In the absence of an always-enforced type system, the only types you
can rely on distinguishing are the ones for which there are built-in
guard predicates which are guaranteed to be disjoint.

	> (6) With 'dict' you don't get to do dictionary stuff in patterns or
	> guards.
	
	All that's needed for that is a special _notation_ for
	dictionaries (which, to be clear, is _not_ the same thing as a
	_representation_ in this sense.)

What's needed is a notation *and* an implementation which is sufficiently
good to replace records in everyday use.  If you have one, but not the
other, you still find yourself wanting records, which may be Erlang's
biggest wart.

	- implement dictionaries directly in BEAM (any number of
	available C implementations would probably do the trick
	sufficiently - in fact we already have a very efficient
	associative storage mechanism that might work just fine.  what's
	it called again?  oh yah.  'ETS' :)

No, the strength of ETS is *big* dictionaries.  Quoting the reference
manual, "These provide the ability to store very large amounts of data".
These dictionaries are supposed to be small, cheap, fast, immutable.
You are supposed to be able to have millions of them.  Quoting the
ETS manual, "The number of tables stored at one Erlang node is limited.
The current default limit is approximately 1400 tables."  And, quite
disastrously for the intended use of dictionaries, "Note that there is
no automatic garbage collection for tables."

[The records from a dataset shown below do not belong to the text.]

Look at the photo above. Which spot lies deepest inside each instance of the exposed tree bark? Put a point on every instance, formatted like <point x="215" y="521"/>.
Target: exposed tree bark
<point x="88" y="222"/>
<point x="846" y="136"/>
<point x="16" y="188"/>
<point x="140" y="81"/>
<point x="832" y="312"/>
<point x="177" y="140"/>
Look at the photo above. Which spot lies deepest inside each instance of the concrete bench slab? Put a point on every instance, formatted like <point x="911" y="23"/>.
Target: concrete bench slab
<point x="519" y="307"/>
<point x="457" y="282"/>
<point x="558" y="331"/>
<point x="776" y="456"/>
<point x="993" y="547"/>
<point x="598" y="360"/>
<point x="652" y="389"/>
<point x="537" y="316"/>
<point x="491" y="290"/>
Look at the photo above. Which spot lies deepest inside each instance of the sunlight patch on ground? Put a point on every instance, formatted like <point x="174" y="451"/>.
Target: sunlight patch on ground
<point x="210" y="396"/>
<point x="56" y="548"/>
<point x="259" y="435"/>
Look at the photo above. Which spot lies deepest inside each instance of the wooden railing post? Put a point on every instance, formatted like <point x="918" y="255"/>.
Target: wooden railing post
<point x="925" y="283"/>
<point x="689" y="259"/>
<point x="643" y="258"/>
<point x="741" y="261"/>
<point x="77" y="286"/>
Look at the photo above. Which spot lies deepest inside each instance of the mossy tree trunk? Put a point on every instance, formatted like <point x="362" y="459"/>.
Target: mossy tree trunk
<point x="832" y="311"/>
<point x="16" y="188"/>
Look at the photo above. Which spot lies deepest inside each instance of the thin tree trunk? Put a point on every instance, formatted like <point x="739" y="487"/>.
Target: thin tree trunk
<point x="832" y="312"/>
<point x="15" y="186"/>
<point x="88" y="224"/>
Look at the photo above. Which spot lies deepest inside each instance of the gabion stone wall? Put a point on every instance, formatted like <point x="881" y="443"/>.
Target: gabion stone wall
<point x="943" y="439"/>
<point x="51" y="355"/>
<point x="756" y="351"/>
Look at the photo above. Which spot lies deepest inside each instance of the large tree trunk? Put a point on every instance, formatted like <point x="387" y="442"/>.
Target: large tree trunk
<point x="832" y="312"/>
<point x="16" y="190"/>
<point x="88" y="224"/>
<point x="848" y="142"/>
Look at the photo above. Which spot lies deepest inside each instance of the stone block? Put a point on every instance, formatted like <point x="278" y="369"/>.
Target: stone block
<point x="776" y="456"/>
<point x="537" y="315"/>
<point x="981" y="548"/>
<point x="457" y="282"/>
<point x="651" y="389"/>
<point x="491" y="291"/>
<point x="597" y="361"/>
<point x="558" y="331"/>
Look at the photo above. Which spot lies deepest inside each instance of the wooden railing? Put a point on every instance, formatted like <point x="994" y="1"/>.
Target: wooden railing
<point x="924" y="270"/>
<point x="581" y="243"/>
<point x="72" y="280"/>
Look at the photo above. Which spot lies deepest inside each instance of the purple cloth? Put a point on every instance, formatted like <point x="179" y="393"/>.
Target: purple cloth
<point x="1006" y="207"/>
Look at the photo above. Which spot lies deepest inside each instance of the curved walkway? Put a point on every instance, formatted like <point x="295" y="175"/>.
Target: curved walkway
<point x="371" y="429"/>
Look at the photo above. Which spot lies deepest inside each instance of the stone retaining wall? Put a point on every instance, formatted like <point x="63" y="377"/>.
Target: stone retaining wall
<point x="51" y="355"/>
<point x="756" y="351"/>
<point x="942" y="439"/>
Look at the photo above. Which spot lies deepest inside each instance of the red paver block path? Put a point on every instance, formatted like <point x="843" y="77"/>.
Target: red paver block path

ETS tables are important and useful, but they are about as far from what
we want here as they could possibly be.

	- map the dict module to BIFs (we don't need a new API for this

We don't need a new interface for _that_, but do you really _like_
the existing interface?  There were _reasons_ why I proposed a different
interface.

	- add a syntax for pattern-matching dictionaries (the only real
	advance)

Well, if you chop what I propose into two pieces, then suggest implementing
the hardest part, then the other half _is_ the only real advance left.
Just like if you eat 3/4 of a pie, what's left is only 1/4 of a pie.

Using pattern syntax for *constructing* dictionaries is also a large
advance.  Writing

    ets2:new(<{name->freddy, type->set, access->protected, keypos->2}>)

is clearer than

    ets2:new([{name,freddy}, {type,set}, {access,protected}, {keypos,2}])

not least because it makes it obvious that the order doesn't matter.
Having to write

    ets2:new(dict:from_list([
	{name,freddy}, {type,set}, {access,protected}, {keypos,2}]))

would rather miss the point, which is not just to have dictionaries,
but to have something principled to use instead of records.